The funding is seen as the Biden administration’s strategic move to reduce dependence on foreign semiconductor supply chains.

“Intel holds strategic importance for the US as the only major US-headquartered semiconductor manufacturing company,” said Pareekh Jain, CEO of Pareekh Consulting. “Most other leading semiconductor manufacturers are based in Taiwan and South Korea. Maintaining semiconductor manufacturing within the US is vital for both national security and strategic interests.”

The US government’s support for Intel underscores the importance of maintaining American leadership in semiconductor technology.

Intel’s success is crucial not only for the company itself but for the broader US semiconductor ecosystem. With AI set to drive future demand for advanced chips, Intel’s manufacturing capacity and technological innovations will play a key role in maintaining US competitiveness in the global market.
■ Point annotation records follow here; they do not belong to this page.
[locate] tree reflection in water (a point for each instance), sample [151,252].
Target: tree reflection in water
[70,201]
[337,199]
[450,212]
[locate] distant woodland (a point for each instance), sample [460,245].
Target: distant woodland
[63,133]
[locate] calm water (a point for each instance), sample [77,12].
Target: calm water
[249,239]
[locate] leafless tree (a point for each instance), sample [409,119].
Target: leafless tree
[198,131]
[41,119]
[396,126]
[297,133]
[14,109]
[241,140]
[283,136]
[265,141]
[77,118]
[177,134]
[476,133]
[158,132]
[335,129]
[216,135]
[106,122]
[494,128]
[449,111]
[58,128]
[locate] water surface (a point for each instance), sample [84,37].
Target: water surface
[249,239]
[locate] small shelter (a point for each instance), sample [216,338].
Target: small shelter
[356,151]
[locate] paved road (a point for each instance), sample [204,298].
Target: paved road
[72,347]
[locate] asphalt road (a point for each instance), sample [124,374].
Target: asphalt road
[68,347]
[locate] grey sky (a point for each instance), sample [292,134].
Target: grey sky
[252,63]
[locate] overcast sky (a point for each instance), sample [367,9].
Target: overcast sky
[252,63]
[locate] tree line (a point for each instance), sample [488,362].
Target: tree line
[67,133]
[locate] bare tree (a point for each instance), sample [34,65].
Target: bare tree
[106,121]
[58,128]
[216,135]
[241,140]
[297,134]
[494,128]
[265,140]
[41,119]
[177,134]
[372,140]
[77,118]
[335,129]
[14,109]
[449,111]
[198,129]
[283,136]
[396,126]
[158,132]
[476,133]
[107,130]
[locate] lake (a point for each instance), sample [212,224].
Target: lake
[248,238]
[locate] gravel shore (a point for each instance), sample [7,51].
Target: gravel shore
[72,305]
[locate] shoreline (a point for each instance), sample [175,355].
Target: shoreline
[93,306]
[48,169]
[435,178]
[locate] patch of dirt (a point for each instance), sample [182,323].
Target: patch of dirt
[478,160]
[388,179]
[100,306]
“This agreement marks one of the largest investments ever in US semiconductor manufacturing, which will create over 30,000 good-paying jobs and ignite the next generation of innovation,” US Secretary of Commerce Gina Raimondo said in March.

The CHIPS Act has allocated $39 billion in direct government funding to bolster domestic manufacturing, with Intel receiving the largest individual award. Other recipients of CHIPS Act funding include Taiwan Semiconductor Manufacturing Company (TSMC) and Samsung, both of which are also expanding their US operations.

Intel’s ambitious plans and strategic challenges

While the deal offers a lifeline, Intel’s recent struggles have drawn scrutiny. Despite its ambitious plans, Intel has yet to fully capitalize on its investments. The company’s heavy spending on manufacturing has not been matched by sufficient revenue growth, particularly in its PC and server chip businesses. This has led to speculation that Intel could potentially sell parts of its business, including its manufacturing arm.

Rival chipmaker Qualcomm has explored buying a stake in Intel, while private equity firm Apollo Global Management has reportedly shown interest in a $5 billion investment. These overtures have raised concerns over potential antitrust issues, given that both Qualcomm and Intel operate in a highly consolidated industry.

The ongoing funding negotiations between Intel and the US government could be disrupted by any significant corporate restructuring or takeover. The CHIPS Act’s primary goal is to ensure that Intel remains a cornerstone of US semiconductor manufacturing, and the government’s backing is seen as a vote of confidence in Intel’s long-term strategy.

Therefore, it appears that it is in the US government’s best interest to support Intel through any financial difficulties to ensure continued investment in domestic semiconductor production, pointed out Jain.

“Even if Intel undergoes restructuring or is acquired, it is likely that only US-based firms will be considered as potential acquirers to safeguard national interests.”